Sono partiti bene i nostri ragazzi, concentrati, decisi in difesa e chirurgici in attacco, come dimostrano i 26 punti segnati nel primo quarto e il massimo vantaggio toccato a metà del secondo quarto sul +16. Ma sul 35-19, si è quasi spenta la luce. Non all’improvviso, ma minuto dopo minuto. Gambe molli in difesa, qualche forzatura di troppo in attacco con il canestro che con il passare dei minuti diventava quasi un miraggio, come dimostrano i 14 tiri liberi sbagliati. Ma a pesare sono state anche e soprattutto le 20 palle perse, a dimostrazione di un calo di concentrazione preoccupante. E a questi livelli, non ti puoi permettere pause, perché l’equilibrio è tale che basta poco per vincere o perdere una partita. Sia ben chiaro, noi ci abbiamo messo molto (anche troppo) di nostro nel perdere questo scontro diretto, ma la partita l’ha vinta l’Eurobasket, con Telesca, Alecu e Ortiz saliti sugli scudi nella ripresa dopo un primo tempo in cui avevano inciso poco, pochissimo.
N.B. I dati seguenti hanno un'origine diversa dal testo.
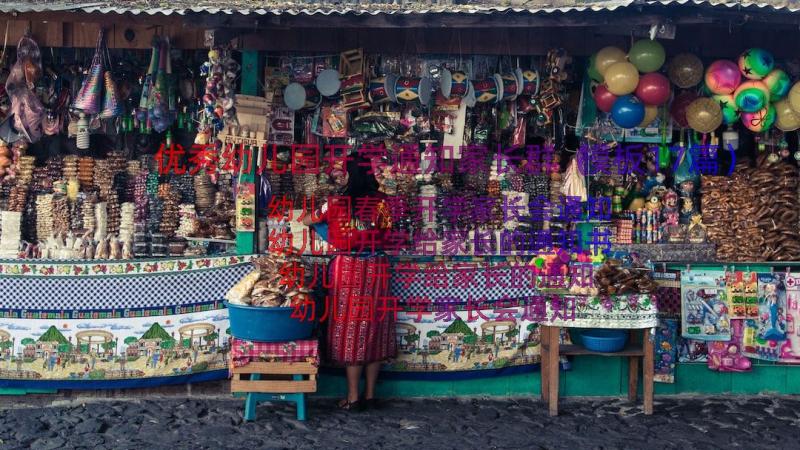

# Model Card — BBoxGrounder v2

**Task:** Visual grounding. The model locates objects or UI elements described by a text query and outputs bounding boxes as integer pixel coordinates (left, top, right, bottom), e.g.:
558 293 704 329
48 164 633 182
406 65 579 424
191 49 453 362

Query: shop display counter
0 256 252 389
541 295 658 416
Nulla è perduto, ma con quattro sconfitte nel girone d’andata, ora ogni partita diventa uno spareggio, a partire dalla sfida di domenica prossima a Ostia sul campo dell’Alfa Omega. E domenica serviranno 40 minuti di Olimpia vero per vincere e tenere accese le speranze di qualificazione.


FORZA OLIMPIA!!!

 

"Non credere mai che difficile significhi impossibile."